Whether toilet-training is good or enjoyable for cats is unclear. Sarah Ellis, a cat behaviorist and co-author of “The Trainable Cat,” said in an e-mail that it is a skill she has never wanted to teach. For one thing, she said, burying waste is a natural behavior for cats. For another: “If they miss, I would not want cat feces on my human toilet where human members of the family go to the bathroom.”
While none of the toilet-training cat owners interviewed said they had experienced that complication, they did acknowledge that sharing a bathroom with a cat can lead to awkward moments. Guests who use the bathroom, for example, might find the litter insert in the toilet or even unflushed waste that they might attribute to the human. This happened to Brooks, and there also was the time a cable repairman found a pile of cat poop on the floor because someone had shut the bathroom door and left the kitty no place else to go.
“You’ve got to make sure you keep the seat up all the time,” Brooks said. “You can’t forget that.”
A trained cat can also develop some humorous habits. Brooks said one of his cats closed the door behind her when she used the bathroom. And every cat he’s trained has taken up the practice of racing him to the toilet when he gets up to go.
“You’ll have to stand there and wait for them,” Brooks said. “I literally think they think it’s amusing.”
For Freudberg, Kal’s owner, toilet-training was a selling point. He had recently taken care of his brother’s and sister-in-law’s cat, Fuzz, for a year. And Fuzz, coming from a tiny Brooklyn apartment, came toilet-trained. That “awesome” skill was one reason he took her in and fell in love with her, recalling that she’d wait to do No. 2 until he got home from work, because she knew she would get a treat when she did.
When Fuzz returned to New York in January, Freudberg’s apartment felt like an empty nest. “I didn’t want to get a new cat,” he said. “I felt like Fuzz and I, we had a weird bond.”
His girlfriend, Beth, who had recently moved in, did want a cat — so badly, in fact, that she created a 13-slide Power Point presentation titled “An Argument for Cats: Why We Should Adopt a Cat.”
She made her case on Jan. 16, citing evidence of health benefits for pet owners, statistics on cat homelessness, quotes from famous cat owners including Charles Dickens and, on slide 7, a bullet-pointed assertion that “toilet training will be easy” with help from Fuzz’s owners and YouTube videos.

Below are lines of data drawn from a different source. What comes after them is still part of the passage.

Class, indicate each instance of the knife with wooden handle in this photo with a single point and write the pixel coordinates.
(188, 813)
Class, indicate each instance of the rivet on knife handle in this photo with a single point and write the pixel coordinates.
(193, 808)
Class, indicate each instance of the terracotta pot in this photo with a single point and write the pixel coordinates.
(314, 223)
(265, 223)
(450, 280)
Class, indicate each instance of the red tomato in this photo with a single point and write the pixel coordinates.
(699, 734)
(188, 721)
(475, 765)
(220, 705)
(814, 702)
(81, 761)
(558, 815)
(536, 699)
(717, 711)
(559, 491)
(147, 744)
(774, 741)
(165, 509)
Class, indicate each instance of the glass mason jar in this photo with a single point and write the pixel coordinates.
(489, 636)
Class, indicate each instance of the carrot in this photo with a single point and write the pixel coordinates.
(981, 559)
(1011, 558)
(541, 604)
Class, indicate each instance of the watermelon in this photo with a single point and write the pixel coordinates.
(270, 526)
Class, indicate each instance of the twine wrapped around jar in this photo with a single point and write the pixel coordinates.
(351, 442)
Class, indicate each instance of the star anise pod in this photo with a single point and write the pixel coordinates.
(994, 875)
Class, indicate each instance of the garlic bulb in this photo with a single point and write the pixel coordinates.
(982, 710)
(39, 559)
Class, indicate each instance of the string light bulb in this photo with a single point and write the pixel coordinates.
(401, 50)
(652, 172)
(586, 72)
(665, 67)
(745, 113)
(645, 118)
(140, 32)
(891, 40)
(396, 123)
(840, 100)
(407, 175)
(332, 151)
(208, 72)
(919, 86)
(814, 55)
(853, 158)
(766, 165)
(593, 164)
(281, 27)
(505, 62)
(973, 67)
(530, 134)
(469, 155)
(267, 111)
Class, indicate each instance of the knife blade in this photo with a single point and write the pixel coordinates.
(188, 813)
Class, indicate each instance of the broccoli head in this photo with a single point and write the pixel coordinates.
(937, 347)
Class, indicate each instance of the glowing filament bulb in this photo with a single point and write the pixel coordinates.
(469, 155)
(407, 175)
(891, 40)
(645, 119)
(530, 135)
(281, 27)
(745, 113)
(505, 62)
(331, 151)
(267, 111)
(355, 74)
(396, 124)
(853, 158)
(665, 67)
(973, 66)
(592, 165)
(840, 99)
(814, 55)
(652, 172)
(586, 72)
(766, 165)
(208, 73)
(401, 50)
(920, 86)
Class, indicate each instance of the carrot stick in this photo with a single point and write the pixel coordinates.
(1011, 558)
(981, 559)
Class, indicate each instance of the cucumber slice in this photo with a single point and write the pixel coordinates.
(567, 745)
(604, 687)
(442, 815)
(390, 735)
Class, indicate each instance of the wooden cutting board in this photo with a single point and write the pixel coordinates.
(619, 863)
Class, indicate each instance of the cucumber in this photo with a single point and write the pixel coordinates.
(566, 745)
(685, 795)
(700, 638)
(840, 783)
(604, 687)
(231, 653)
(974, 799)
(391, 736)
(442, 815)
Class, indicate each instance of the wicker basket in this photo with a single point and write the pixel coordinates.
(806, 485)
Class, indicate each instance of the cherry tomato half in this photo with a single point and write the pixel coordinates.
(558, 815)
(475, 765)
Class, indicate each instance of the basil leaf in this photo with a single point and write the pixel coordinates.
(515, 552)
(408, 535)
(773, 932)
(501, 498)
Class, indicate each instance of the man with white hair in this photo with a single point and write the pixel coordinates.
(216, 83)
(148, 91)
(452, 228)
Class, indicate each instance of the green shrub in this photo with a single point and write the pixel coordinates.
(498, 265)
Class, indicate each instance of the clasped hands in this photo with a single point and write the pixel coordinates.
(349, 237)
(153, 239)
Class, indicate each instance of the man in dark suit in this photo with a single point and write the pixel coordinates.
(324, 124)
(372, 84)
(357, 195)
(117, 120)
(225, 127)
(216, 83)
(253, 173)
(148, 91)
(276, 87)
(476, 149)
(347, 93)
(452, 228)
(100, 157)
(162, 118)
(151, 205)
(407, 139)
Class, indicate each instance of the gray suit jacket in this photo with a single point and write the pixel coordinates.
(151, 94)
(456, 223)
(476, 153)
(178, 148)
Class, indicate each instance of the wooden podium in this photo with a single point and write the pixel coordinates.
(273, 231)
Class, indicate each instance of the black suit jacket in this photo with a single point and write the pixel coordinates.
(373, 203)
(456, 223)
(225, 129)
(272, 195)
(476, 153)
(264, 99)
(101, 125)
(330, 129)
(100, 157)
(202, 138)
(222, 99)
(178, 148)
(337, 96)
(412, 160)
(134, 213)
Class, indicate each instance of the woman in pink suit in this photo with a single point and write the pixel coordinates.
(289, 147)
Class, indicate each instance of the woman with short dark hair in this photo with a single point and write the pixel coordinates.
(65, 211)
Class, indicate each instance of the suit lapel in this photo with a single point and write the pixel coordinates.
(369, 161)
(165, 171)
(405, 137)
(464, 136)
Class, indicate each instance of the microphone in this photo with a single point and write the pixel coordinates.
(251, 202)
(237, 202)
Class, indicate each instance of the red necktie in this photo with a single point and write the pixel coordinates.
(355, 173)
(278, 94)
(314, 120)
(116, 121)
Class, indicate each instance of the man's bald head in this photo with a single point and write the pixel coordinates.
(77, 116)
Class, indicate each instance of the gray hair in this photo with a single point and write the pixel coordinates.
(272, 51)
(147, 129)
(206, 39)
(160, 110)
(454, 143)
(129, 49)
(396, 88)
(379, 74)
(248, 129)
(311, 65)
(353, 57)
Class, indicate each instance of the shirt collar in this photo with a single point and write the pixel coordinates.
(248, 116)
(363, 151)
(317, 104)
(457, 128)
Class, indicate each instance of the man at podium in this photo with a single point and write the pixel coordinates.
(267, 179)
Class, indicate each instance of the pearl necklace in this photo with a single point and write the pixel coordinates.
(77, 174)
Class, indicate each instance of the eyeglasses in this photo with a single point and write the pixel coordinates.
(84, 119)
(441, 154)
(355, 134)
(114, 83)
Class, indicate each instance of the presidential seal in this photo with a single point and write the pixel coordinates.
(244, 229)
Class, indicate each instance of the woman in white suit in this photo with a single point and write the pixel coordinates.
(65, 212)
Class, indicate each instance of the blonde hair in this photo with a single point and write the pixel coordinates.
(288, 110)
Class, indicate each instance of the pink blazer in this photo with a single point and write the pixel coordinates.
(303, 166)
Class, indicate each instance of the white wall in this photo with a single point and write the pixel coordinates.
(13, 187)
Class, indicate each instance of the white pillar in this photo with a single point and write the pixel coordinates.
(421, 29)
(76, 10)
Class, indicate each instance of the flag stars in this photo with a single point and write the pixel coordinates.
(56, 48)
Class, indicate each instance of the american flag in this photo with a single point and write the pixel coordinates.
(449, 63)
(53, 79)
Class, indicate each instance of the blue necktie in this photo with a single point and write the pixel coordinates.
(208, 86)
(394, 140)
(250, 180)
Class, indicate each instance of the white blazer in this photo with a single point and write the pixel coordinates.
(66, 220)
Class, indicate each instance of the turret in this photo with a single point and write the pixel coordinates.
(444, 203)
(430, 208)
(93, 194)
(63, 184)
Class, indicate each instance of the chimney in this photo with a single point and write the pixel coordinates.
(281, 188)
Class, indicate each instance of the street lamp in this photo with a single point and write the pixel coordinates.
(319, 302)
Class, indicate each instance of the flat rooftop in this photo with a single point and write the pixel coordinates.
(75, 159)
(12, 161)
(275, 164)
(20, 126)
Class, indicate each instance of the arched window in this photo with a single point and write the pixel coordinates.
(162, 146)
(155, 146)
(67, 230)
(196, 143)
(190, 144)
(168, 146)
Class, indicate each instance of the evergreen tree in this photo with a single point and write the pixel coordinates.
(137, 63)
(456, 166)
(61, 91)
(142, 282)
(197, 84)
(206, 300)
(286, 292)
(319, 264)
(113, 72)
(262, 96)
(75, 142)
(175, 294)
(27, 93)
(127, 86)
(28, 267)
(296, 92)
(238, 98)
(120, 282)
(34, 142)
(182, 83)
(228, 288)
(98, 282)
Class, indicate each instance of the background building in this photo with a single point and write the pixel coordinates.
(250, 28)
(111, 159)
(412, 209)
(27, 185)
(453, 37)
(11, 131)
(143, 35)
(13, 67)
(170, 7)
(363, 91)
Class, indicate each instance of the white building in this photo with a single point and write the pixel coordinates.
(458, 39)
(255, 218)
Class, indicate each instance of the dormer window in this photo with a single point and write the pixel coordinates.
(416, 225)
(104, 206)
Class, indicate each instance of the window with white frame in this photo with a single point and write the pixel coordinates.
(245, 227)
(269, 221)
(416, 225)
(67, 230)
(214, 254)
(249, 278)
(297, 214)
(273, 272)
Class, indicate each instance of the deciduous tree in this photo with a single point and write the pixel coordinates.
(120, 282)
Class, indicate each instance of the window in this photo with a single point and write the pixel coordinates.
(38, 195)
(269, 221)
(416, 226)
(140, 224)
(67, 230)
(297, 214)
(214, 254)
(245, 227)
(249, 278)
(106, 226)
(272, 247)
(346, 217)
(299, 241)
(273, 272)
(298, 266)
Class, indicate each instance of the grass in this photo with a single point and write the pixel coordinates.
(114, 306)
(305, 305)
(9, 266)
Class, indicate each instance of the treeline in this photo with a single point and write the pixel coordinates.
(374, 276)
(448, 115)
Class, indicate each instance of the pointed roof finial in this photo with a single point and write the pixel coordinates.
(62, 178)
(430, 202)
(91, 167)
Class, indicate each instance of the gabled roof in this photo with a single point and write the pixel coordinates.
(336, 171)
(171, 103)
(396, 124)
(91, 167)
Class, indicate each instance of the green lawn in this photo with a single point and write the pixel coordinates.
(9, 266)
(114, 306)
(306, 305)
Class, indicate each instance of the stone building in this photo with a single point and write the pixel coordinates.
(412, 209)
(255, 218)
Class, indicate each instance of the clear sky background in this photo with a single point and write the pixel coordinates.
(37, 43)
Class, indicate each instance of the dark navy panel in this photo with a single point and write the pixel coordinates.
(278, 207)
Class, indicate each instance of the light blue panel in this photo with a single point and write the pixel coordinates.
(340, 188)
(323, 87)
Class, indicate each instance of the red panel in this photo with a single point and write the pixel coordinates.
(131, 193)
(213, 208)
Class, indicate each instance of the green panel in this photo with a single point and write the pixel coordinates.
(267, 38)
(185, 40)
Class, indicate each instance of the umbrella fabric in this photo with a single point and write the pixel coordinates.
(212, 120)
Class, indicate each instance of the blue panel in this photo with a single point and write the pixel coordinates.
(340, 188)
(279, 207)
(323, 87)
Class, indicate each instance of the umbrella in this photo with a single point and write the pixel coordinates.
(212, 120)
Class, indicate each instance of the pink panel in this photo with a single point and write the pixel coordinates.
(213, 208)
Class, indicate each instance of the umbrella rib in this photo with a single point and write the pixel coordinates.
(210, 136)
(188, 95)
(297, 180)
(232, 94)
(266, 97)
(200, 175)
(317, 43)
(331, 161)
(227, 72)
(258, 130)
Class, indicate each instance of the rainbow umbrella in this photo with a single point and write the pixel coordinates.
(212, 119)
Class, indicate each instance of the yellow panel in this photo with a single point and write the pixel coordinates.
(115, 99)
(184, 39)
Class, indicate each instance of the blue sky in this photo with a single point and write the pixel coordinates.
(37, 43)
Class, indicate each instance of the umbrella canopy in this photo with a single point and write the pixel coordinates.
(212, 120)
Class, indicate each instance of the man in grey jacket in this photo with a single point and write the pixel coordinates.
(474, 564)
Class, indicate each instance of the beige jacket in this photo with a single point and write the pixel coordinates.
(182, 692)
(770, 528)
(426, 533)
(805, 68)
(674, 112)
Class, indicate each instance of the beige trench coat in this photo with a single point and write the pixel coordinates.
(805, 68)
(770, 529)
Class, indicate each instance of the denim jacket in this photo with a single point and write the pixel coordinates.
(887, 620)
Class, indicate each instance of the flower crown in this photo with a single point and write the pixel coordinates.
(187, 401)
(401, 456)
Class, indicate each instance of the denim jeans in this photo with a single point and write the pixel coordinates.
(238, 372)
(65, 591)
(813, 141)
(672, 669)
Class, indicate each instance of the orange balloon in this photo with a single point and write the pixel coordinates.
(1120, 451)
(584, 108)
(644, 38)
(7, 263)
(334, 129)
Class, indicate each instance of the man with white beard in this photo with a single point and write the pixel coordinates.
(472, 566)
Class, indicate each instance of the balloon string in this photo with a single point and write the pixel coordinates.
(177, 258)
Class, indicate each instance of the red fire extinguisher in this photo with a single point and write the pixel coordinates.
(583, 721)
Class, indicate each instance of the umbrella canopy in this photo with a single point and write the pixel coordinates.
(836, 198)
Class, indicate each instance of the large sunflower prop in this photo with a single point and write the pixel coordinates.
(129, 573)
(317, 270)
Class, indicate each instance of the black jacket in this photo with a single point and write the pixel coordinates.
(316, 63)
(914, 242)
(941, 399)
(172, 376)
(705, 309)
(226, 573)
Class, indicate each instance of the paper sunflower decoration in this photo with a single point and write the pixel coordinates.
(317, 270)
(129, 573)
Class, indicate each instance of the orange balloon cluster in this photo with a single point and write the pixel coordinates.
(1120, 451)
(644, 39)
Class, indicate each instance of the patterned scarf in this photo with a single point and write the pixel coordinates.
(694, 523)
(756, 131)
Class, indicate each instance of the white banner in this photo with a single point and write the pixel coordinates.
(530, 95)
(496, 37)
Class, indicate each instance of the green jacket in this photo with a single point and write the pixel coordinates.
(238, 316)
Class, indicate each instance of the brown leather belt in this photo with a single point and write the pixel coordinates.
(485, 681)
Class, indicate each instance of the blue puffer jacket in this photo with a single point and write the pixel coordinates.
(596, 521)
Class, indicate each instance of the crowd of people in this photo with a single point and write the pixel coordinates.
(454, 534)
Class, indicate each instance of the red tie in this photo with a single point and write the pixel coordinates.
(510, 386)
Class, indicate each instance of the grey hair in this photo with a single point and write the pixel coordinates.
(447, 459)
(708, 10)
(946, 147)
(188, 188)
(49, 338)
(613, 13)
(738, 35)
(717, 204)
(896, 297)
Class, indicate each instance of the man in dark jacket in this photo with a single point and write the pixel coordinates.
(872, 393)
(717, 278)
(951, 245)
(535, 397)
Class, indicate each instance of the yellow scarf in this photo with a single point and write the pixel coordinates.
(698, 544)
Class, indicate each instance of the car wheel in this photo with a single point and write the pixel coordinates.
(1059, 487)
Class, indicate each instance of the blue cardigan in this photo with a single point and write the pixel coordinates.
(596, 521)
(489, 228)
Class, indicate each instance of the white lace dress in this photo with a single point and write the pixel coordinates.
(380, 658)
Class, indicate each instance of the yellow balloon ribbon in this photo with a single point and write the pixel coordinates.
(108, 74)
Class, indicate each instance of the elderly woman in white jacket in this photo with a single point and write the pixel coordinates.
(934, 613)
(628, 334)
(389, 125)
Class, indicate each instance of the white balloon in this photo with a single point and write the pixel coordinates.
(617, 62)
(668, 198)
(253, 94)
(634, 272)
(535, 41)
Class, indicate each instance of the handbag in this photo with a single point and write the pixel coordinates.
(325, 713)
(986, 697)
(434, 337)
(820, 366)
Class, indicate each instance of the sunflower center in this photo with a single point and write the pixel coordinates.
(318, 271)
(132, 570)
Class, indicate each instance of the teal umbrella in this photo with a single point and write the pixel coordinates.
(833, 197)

Freudberg was sold, and they ended up adopting Kal from a Northern Virginia rescue group called Save A Dog, Save A Cat. They also bought a kit called Litter Kwitter. Kal is now a loving, playful young guy who adores darting through a tunnel and is about to advance to the final stage of his potty training.
“Happy to report no accidents have occurred since within the first week that we got him, and he has taken to the toilet wonderfully,” Beth, 28, who did not want her last name published, wrote in an e-mail this week. “Pretty soon we will live litter-less lives.”